Keeping Both Jaws Balanced
When you expand the upper jaw, you have to make sure the lower jaw stays coordinated with it. Otherwise your bite gets thrown off in complex ways. Orthodontists carefully measure both sides using cephalometric analysis (special X-ray measurements) to ensure expansion is even and the back molars stay in the right relationship. They also monitor how your bite evolves during expansion and adjust any other appliances or treatment plans accordingly.
Relapse: Teeth Moving Back
After expansion stops, some relapse (moving back toward the original position) is normal. The amount depends on how much was real bone expansion versus just teeth tipping. Adults treated with regular expansion (mostly teeth tipping) often relapse more than kids (who had more bone expansion). The bone expansion tends to be stable, but tooth tipping can relapse if retention isn't maintained. After expansion, you'll wear a retainer to hold the widened position, usually for 6-12 months or longer depending on your case.
Choosing The Right Method For You
Kids with an open suture (usually under age 13) are perfect for traditional rapid expansion—it works great and is fast, with minimal relapse. Kids in their mid-teens might be okay with traditional expansion but might need surgical help if insufficient suture opening occurs. Teens and adults are better off with either surgery plus expansion (SARPE) or the new screw-based method (MARPE), because their bones won't expand easily any other way without structural intervention.

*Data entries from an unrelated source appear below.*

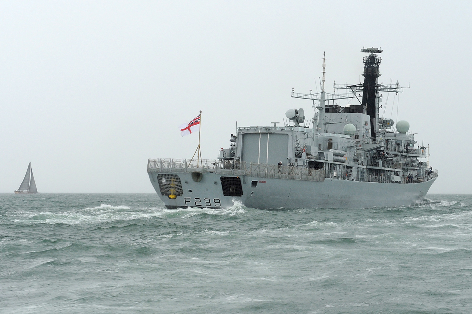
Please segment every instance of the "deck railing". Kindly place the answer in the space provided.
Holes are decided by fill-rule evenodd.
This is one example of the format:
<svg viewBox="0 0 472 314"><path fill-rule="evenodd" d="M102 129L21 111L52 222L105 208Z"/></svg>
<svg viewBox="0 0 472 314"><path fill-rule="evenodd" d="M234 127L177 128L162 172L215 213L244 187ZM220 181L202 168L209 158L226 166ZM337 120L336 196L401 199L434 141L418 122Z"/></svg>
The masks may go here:
<svg viewBox="0 0 472 314"><path fill-rule="evenodd" d="M237 163L227 160L204 159L203 162L199 162L197 167L195 160L190 162L189 160L185 159L150 159L148 162L148 172L190 173L195 171L202 173L210 172L222 175L245 175L259 178L290 179L310 181L323 181L326 177L324 168L314 169L302 167L279 166L254 162ZM438 176L438 170L436 169L428 169L427 171L426 175L423 178L405 177L398 183L418 183L429 181ZM328 176L333 178L331 176ZM344 179L344 177L336 178ZM367 178L365 180L387 183L384 181L378 181L378 179L369 180Z"/></svg>
<svg viewBox="0 0 472 314"><path fill-rule="evenodd" d="M220 174L233 174L259 178L291 179L310 181L324 180L324 169L308 169L300 167L279 166L253 162L223 163L218 160L204 160L203 163L188 159L149 159L148 172L189 173L198 171L202 173L214 172Z"/></svg>

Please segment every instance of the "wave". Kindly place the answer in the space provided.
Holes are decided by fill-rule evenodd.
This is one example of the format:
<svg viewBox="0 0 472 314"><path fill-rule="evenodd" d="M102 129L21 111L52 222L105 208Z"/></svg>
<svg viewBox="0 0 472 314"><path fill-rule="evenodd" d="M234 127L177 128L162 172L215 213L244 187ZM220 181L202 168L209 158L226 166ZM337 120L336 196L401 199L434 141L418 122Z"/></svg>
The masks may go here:
<svg viewBox="0 0 472 314"><path fill-rule="evenodd" d="M117 221L167 219L181 217L186 218L195 215L210 214L235 216L244 214L247 208L235 202L229 208L210 209L188 208L169 209L163 207L132 208L125 205L115 206L102 204L99 206L82 209L55 213L23 211L12 217L16 223L28 224L64 224L66 225L95 224Z"/></svg>

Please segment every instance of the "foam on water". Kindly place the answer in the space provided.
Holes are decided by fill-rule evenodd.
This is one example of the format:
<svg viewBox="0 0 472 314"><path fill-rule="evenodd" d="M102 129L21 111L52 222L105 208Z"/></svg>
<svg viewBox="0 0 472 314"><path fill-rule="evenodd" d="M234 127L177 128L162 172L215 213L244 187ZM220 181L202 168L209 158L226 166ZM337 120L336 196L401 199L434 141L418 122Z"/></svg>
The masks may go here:
<svg viewBox="0 0 472 314"><path fill-rule="evenodd" d="M168 209L156 195L0 195L0 312L469 313L472 196Z"/></svg>

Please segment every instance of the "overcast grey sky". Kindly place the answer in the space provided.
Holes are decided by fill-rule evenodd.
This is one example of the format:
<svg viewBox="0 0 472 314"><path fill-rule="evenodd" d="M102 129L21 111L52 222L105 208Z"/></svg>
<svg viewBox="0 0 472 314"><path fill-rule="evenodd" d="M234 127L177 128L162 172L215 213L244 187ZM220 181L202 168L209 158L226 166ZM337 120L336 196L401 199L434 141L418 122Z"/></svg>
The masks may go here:
<svg viewBox="0 0 472 314"><path fill-rule="evenodd" d="M191 157L198 136L178 127L199 110L215 159L236 121L312 116L290 92L316 89L324 51L332 92L359 81L373 46L380 80L410 84L385 117L430 144L430 192L472 193L472 5L443 3L2 1L0 192L30 161L40 192L155 193L148 159Z"/></svg>

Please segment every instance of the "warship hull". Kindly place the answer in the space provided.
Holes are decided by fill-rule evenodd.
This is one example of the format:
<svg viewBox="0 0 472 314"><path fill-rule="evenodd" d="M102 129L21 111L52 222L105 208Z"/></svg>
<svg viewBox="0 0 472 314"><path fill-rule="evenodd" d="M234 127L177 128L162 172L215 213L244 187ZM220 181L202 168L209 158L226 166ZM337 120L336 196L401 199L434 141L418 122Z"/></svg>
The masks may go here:
<svg viewBox="0 0 472 314"><path fill-rule="evenodd" d="M294 208L368 208L404 206L421 202L436 180L409 184L350 181L325 178L322 182L234 176L241 182L240 196L225 196L221 174L207 172L196 182L190 173L176 174L182 195L162 195L158 174L149 172L153 186L169 209L229 208L235 203L260 209ZM169 172L169 173L175 173ZM225 176L225 178L228 178ZM253 183L257 182L257 185Z"/></svg>

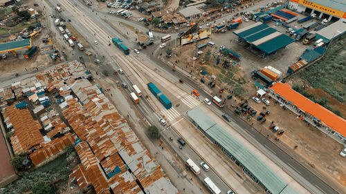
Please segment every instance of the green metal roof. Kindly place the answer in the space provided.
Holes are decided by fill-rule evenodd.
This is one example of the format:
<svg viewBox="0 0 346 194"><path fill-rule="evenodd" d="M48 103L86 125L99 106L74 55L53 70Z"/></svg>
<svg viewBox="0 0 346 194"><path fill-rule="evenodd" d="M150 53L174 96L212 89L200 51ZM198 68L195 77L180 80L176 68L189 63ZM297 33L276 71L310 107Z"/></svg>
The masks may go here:
<svg viewBox="0 0 346 194"><path fill-rule="evenodd" d="M30 40L31 39L24 39L21 41L10 41L3 43L0 43L0 52L18 48L20 49L24 47L29 46L30 45Z"/></svg>
<svg viewBox="0 0 346 194"><path fill-rule="evenodd" d="M216 124L199 106L197 106L191 110L188 111L188 116L194 121L198 121L198 125L204 132Z"/></svg>
<svg viewBox="0 0 346 194"><path fill-rule="evenodd" d="M208 135L233 155L272 193L298 194L247 147L210 119L201 108L197 106L187 114ZM284 191L286 192L282 193Z"/></svg>

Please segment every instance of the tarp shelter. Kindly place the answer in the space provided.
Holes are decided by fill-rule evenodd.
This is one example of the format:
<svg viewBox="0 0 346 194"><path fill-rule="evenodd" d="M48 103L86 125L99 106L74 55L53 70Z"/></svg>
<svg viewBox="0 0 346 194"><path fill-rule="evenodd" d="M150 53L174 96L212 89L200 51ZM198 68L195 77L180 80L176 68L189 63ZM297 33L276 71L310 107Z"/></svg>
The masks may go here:
<svg viewBox="0 0 346 194"><path fill-rule="evenodd" d="M326 126L334 129L346 139L345 119L295 92L287 83L279 82L274 84L271 88L274 90L275 94L284 97L299 109L320 119Z"/></svg>
<svg viewBox="0 0 346 194"><path fill-rule="evenodd" d="M265 94L266 94L266 91L264 91L264 90L262 89L260 89L258 90L256 93L260 96L260 97L262 97L263 95L264 95Z"/></svg>
<svg viewBox="0 0 346 194"><path fill-rule="evenodd" d="M246 41L251 47L261 50L264 55L273 53L295 41L287 35L262 22L233 31L233 33L238 36L239 41Z"/></svg>

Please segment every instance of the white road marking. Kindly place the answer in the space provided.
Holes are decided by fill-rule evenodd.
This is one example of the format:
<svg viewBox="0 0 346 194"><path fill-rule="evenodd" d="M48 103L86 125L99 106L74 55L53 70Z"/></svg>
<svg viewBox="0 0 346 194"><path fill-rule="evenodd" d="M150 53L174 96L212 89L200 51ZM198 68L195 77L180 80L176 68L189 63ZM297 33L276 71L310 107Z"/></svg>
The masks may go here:
<svg viewBox="0 0 346 194"><path fill-rule="evenodd" d="M297 171L297 169L295 169L293 166L292 166L292 165L291 165L291 164L287 163L287 164L288 164L288 165L289 165L291 168L293 168L293 169L295 171L295 172L297 172L297 173L300 173L300 174L301 175L300 172L299 172L299 171Z"/></svg>
<svg viewBox="0 0 346 194"><path fill-rule="evenodd" d="M275 155L276 155L276 153L275 151L273 151L272 149L271 149L268 146L267 146L266 145L264 145L264 146L266 146L268 149L269 149L271 151L272 151Z"/></svg>
<svg viewBox="0 0 346 194"><path fill-rule="evenodd" d="M179 119L177 122L176 122L175 123L172 124L171 126L174 126L176 124L180 122L182 119L183 119L184 118L181 118L180 119Z"/></svg>
<svg viewBox="0 0 346 194"><path fill-rule="evenodd" d="M325 192L325 191L322 190L322 188L320 187L319 187L317 184L315 184L315 186L318 188L322 192L323 192L323 193L325 193L327 194L327 193Z"/></svg>

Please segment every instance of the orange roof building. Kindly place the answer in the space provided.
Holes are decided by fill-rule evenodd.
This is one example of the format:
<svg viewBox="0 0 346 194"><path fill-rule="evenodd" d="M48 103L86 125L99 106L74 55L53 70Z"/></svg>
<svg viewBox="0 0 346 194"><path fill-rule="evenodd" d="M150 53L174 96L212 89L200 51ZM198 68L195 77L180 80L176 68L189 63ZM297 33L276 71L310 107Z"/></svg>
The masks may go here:
<svg viewBox="0 0 346 194"><path fill-rule="evenodd" d="M339 139L346 140L346 120L333 112L306 98L292 89L289 84L277 83L271 86L272 92L283 97L289 104L313 117L313 121L326 130L334 133Z"/></svg>

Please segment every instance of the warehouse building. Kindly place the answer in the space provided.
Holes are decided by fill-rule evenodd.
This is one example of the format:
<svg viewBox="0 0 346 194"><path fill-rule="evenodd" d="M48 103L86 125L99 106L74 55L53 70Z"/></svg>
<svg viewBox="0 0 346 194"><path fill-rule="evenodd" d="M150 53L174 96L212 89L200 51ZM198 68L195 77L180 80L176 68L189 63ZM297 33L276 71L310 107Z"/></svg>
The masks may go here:
<svg viewBox="0 0 346 194"><path fill-rule="evenodd" d="M238 36L238 41L246 41L251 49L257 48L262 52L262 56L276 52L295 41L287 35L268 26L262 22L233 31Z"/></svg>
<svg viewBox="0 0 346 194"><path fill-rule="evenodd" d="M260 184L267 193L298 193L248 148L210 119L200 107L188 111L187 115L209 140L217 145L243 169L245 174L253 182Z"/></svg>
<svg viewBox="0 0 346 194"><path fill-rule="evenodd" d="M327 19L331 22L340 18L346 19L345 1L290 0L288 8L309 15L316 14L317 17Z"/></svg>
<svg viewBox="0 0 346 194"><path fill-rule="evenodd" d="M339 142L346 142L345 119L295 92L289 84L278 82L269 91L279 101L299 114L301 119L313 122L318 129Z"/></svg>

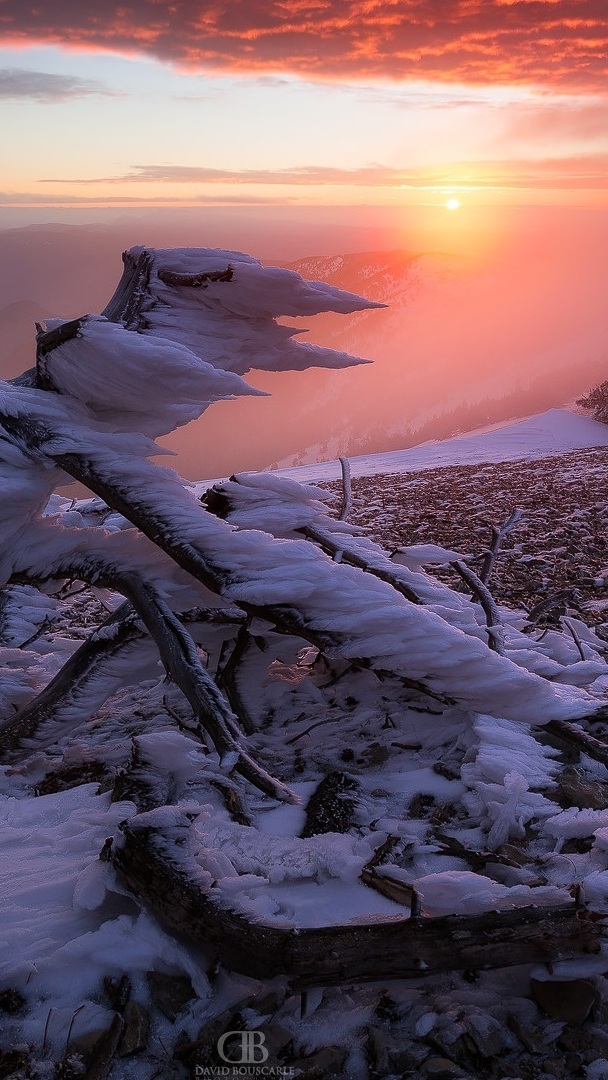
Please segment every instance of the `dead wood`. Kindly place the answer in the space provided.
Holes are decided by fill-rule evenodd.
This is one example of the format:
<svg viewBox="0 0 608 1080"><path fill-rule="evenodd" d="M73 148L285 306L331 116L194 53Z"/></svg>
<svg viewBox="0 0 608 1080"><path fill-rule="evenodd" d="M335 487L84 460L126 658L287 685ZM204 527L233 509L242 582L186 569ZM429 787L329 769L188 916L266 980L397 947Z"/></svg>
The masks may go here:
<svg viewBox="0 0 608 1080"><path fill-rule="evenodd" d="M491 595L489 589L478 577L470 566L462 563L461 559L456 559L456 562L450 563L456 572L462 578L463 582L469 585L471 593L478 600L482 610L486 617L486 626L488 627L488 645L490 649L495 652L504 656L504 645L502 642L502 634L499 630L500 627L500 612L498 606Z"/></svg>
<svg viewBox="0 0 608 1080"><path fill-rule="evenodd" d="M599 708L596 713L587 716L586 719L606 719L607 713L606 708ZM578 724L570 724L567 720L550 720L539 731L546 731L549 735L554 735L556 739L567 742L570 746L575 746L576 750L581 751L582 754L587 754L594 761L600 761L602 765L608 768L608 744L596 739L594 735L590 735Z"/></svg>
<svg viewBox="0 0 608 1080"><path fill-rule="evenodd" d="M287 802L299 801L248 754L238 717L203 666L195 643L151 582L134 570L121 570L100 556L91 555L59 559L49 567L48 573L49 578L78 577L122 593L154 640L167 675L192 707L192 725L187 730L203 743L208 737L220 758L266 795Z"/></svg>
<svg viewBox="0 0 608 1080"><path fill-rule="evenodd" d="M357 781L346 772L328 772L308 800L302 837L348 833L356 810Z"/></svg>
<svg viewBox="0 0 608 1080"><path fill-rule="evenodd" d="M57 718L77 701L82 706L82 699L89 697L92 703L90 710L97 708L109 692L99 691L99 686L95 686L102 669L127 646L145 636L131 604L122 604L90 634L48 686L0 726L2 759L9 760L12 753L26 740L35 738L43 725ZM81 719L82 713L73 723L80 723Z"/></svg>
<svg viewBox="0 0 608 1080"><path fill-rule="evenodd" d="M490 575L494 569L494 563L496 556L500 551L502 541L504 540L505 537L509 536L512 529L515 528L517 522L522 519L522 514L523 511L521 510L512 510L511 513L509 514L509 517L505 518L502 525L491 526L491 540L488 545L488 550L484 555L484 561L479 569L479 580L484 583L484 585L487 585L490 579Z"/></svg>
<svg viewBox="0 0 608 1080"><path fill-rule="evenodd" d="M352 510L351 463L348 458L338 458L342 475L342 502L338 512L338 521L346 522Z"/></svg>
<svg viewBox="0 0 608 1080"><path fill-rule="evenodd" d="M197 882L198 867L188 865L186 855L187 827L183 833L181 839L174 834L170 842L149 826L126 824L112 850L113 864L170 929L254 978L287 975L299 987L337 985L551 963L599 950L602 917L590 917L576 902L317 928L249 921L222 907Z"/></svg>
<svg viewBox="0 0 608 1080"><path fill-rule="evenodd" d="M239 666L245 658L252 644L252 635L248 625L239 627L234 646L226 663L217 671L217 685L224 690L230 706L239 717L241 727L246 734L253 734L256 729L252 714L239 690Z"/></svg>

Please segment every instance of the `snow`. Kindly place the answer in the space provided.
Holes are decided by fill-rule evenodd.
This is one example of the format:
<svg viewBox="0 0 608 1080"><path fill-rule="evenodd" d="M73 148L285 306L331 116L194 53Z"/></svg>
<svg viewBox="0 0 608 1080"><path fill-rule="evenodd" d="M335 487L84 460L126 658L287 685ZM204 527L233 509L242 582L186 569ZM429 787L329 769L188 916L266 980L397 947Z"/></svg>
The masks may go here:
<svg viewBox="0 0 608 1080"><path fill-rule="evenodd" d="M440 443L422 443L389 454L362 455L349 460L353 476L375 476L378 473L420 472L423 469L484 461L546 458L587 446L608 446L608 427L564 407L501 424L491 431L459 435ZM309 484L338 480L340 465L337 460L325 461L278 472L281 476Z"/></svg>
<svg viewBox="0 0 608 1080"><path fill-rule="evenodd" d="M175 284L184 274L200 280ZM120 846L124 820L156 831L173 864L218 904L274 928L406 921L413 894L428 918L562 905L572 903L575 882L586 903L608 913L608 811L564 808L559 754L537 731L553 718L584 723L605 702L602 638L571 620L591 652L581 660L567 627L537 640L522 632L521 612L501 611L504 654L490 650L479 606L425 571L469 556L421 537L391 557L336 521L326 492L293 478L328 478L330 463L239 474L202 504L175 473L148 460L157 450L149 436L219 397L249 392L239 373L251 366L352 362L294 342L276 315L368 306L241 253L157 252L136 327L90 316L77 338L49 353L46 373L62 393L0 388L1 568L5 581L17 578L0 610L3 719L10 725L15 710L36 700L87 632L66 637L73 598L50 597L23 580L81 577L106 586L118 571L156 590L159 610L190 612L181 658L189 674L204 661L232 693L226 715L234 715L232 701L237 711L242 703L252 728L228 751L202 745L190 731L204 715L194 723L151 643L138 643L100 664L91 685L75 687L30 750L0 769L0 988L27 999L23 1017L2 1022L8 1039L63 1054L72 1028L107 1027L104 978L125 970L149 1009L147 973L191 978L198 1000L170 1039L183 1031L197 1038L218 1011L224 991L204 974L204 950L167 936L100 855L108 839ZM38 426L36 446L15 434L15 419L22 430ZM354 459L351 468L353 475L415 472L606 445L604 426L552 409L498 431ZM64 455L105 477L125 514L147 515L150 536L118 512L105 514L96 500L48 504L60 480L54 460ZM175 545L200 582L173 561ZM116 596L99 596L116 609ZM240 606L248 617L231 687L229 658L244 618L218 627L204 611L192 613L202 604ZM112 632L93 627L91 647ZM245 752L301 805L252 791L234 771ZM102 774L94 783L86 774L93 767ZM580 768L590 782L605 780L590 759ZM112 801L113 781L130 770L133 792L151 809ZM344 832L302 836L310 797L332 772L352 782L338 797L350 815ZM239 820L229 796L239 800ZM590 842L571 850L572 840ZM365 883L370 864L384 887L402 888L401 902ZM237 1000L239 976L222 977L225 997ZM459 1009L474 994L460 986ZM408 1023L419 1038L450 1023L440 997L435 986L435 1004L416 1001ZM322 1012L323 994L311 995L310 1008ZM357 1008L361 1026L370 1009ZM328 1015L319 1030L347 1023L343 1008L333 1023ZM313 1041L301 1016L287 1022L300 1047ZM486 1034L497 1025L488 1015L476 1023Z"/></svg>

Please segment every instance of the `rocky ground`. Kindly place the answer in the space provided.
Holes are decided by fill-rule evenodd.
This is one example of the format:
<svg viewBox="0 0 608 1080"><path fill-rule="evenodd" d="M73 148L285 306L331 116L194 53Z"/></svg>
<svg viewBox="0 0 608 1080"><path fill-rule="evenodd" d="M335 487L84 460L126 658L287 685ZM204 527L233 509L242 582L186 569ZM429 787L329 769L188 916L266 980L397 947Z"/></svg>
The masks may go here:
<svg viewBox="0 0 608 1080"><path fill-rule="evenodd" d="M363 476L352 481L352 491L349 519L383 546L441 544L477 556L476 568L491 527L519 510L494 563L495 598L527 610L539 626L573 615L608 637L607 447L536 461ZM441 573L463 588L454 571Z"/></svg>
<svg viewBox="0 0 608 1080"><path fill-rule="evenodd" d="M521 510L521 518L504 538L494 563L489 585L496 599L527 610L530 625L540 631L572 616L593 623L608 640L607 454L608 449L578 450L538 461L355 478L350 521L365 526L389 550L441 544L476 556L479 562L473 565L478 568L491 527L499 527L514 510ZM460 588L458 578L449 578L454 571L437 572ZM103 595L79 593L59 629L84 637L104 611ZM159 694L156 707L161 716L165 689ZM134 701L127 697L126 719L116 703L112 707L114 727L108 727L105 738L116 757L122 753L122 727L130 725L132 733L138 733L136 725L140 724L141 731L148 731L150 720L148 716L138 719ZM342 716L342 741L351 738L347 721ZM104 723L109 724L102 711L99 725ZM317 727L313 723L309 728L308 723L302 720L307 730ZM333 728L325 726L320 731L319 754L326 761ZM287 777L298 774L302 734L306 732L295 737L300 740L295 746L294 737L285 743ZM357 747L357 739L363 740L368 764L377 767L394 753L391 746L398 746L394 738L393 729L384 725L376 730L367 718L363 733L353 729L352 745ZM258 741L264 751L262 734ZM314 764L314 746L311 752L309 742L305 756ZM355 756L351 743L347 748L348 756L341 751L342 762ZM103 786L111 784L113 759L95 759L86 771L82 762L66 764L73 761L73 748L71 758L69 752L68 746L63 759L51 762L53 768L38 784L38 794L99 779ZM357 758L355 765L361 761ZM608 781L590 777L576 752L569 757L564 754L563 764L562 805L604 808ZM449 767L450 760L447 765L442 760L434 769L446 775ZM431 832L440 829L450 807L424 798L424 802L413 799L406 814L425 823ZM582 843L573 838L571 847L563 849L563 858L576 858L587 850L586 839ZM513 863L517 859L515 847L505 848L504 859L511 860L512 866L521 865ZM282 980L256 985L243 978L239 996L237 978L232 1003L205 1021L194 1036L186 1030L185 1017L203 1010L203 1003L197 1005L189 978L150 971L144 983L130 978L129 972L117 970L116 974L116 980L105 981L100 991L121 1021L117 1021L116 1030L94 1031L80 1043L70 1040L69 1053L66 1045L63 1061L57 1062L44 1056L44 1048L2 1040L0 1080L185 1080L264 1075L256 1074L254 1067L241 1071L227 1068L218 1074L214 1056L218 1038L245 1027L265 1032L275 1070L267 1075L300 1080L608 1080L608 960L604 966L598 961L595 971L565 971L563 981L545 982L536 977L533 970L517 968L446 973L416 983L330 987L308 995L294 993ZM217 975L218 1000L222 977ZM18 1017L24 1009L25 997L12 987L0 993L0 1012L5 1016ZM356 1044L360 1049L353 1053Z"/></svg>

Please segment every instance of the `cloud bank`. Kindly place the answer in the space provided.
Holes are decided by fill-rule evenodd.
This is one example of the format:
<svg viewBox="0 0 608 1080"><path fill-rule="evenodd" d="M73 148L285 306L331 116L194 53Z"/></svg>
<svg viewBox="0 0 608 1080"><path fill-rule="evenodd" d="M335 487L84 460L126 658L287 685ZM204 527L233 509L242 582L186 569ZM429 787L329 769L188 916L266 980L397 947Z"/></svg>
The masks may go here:
<svg viewBox="0 0 608 1080"><path fill-rule="evenodd" d="M544 159L476 160L427 168L368 165L336 168L301 165L294 168L207 168L195 165L134 165L118 176L43 177L41 184L178 184L281 185L295 187L354 186L373 188L605 188L605 152Z"/></svg>
<svg viewBox="0 0 608 1080"><path fill-rule="evenodd" d="M92 79L78 79L26 68L0 69L0 99L26 98L33 102L65 102L87 94L110 95L111 91Z"/></svg>
<svg viewBox="0 0 608 1080"><path fill-rule="evenodd" d="M3 0L0 40L305 78L606 89L606 0Z"/></svg>

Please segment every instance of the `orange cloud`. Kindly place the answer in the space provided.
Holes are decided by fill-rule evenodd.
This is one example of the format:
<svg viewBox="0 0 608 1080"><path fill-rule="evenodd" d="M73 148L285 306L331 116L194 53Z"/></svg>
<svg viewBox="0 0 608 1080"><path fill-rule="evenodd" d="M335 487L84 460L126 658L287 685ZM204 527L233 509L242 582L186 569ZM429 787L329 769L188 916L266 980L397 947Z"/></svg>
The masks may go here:
<svg viewBox="0 0 608 1080"><path fill-rule="evenodd" d="M121 176L44 178L42 184L226 184L289 186L354 186L371 188L605 188L608 154L504 161L464 161L428 168L367 165L334 168L301 165L294 168L206 168L192 165L135 165Z"/></svg>
<svg viewBox="0 0 608 1080"><path fill-rule="evenodd" d="M203 10L201 10L201 8ZM605 91L606 0L2 0L0 40L199 70Z"/></svg>

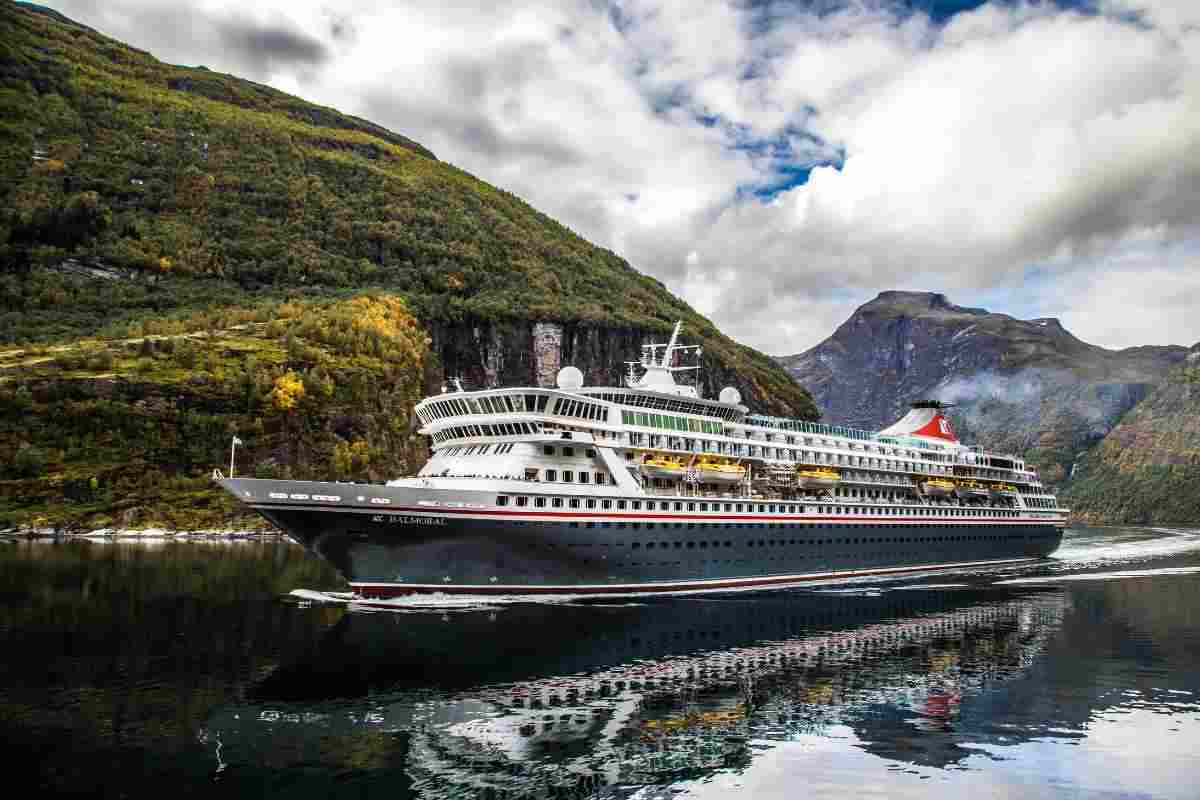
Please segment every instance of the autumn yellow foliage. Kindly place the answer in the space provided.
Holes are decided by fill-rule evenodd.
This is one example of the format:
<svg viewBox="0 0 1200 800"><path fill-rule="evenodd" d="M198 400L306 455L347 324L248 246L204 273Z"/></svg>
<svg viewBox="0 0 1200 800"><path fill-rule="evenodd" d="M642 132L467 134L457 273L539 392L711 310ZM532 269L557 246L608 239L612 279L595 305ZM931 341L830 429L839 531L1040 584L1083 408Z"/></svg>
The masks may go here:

If you only need a little expansion and you're a teenager, slow expansion might be gentler and still work fine, avoiding more invasive procedures. Your orthodontist will discuss which approach fits your age, jaw structure, and treatment goals.
Summary
Widening a narrow upper jaw works very differently depending on age and skeletal development. Kids' bones are flexible and expand fairly easily with traditional appliances, achieving 50% or more skeletal widening. Teenagers get mixed results because their bones are starting to fuse, with decreasing skeletal response and increasing dental tipping. Adults need either surgery (SARPE) or specialized screw-based methods (MARPE) to achieve real skeletal expansion.
The amount of expansion you get depends on how much is real bone widening versus teeth moving. After expansion, relapse is common and long-term retention must be maintained. Expansion can also improve airway space as a beneficial side effect. Early intervention during childhood or early adolescence offers the best outcomes with traditional expansion methods, while adult expansion offers effective alternatives through surgical options.
Related reading: Your Guide to Orthodontic Appointment Frequency and Ceramic Braces: Tooth-Colored Aesthetics and Efficiency.
Every patient's situation is unique—always consult your dentist before making treatment decisions.Conclusion
Expanding a narrow upper jaw works best in children whose bones are still flexible—traditional expansion can create real skeletal widening. Teenagers get mixed results because their jaw bones are beginning to fuse, limiting true bone expansion. Adults usually need surgery (SARPE) or advanced screw-based methods (MARPE) to achieve meaningful skeletal expansion, since their palatal sutures are already fused.
> Key Takeaway: Teenagers get mixed results because their bones are starting to fuse, with decreasing skeletal response and increasing dental tipping.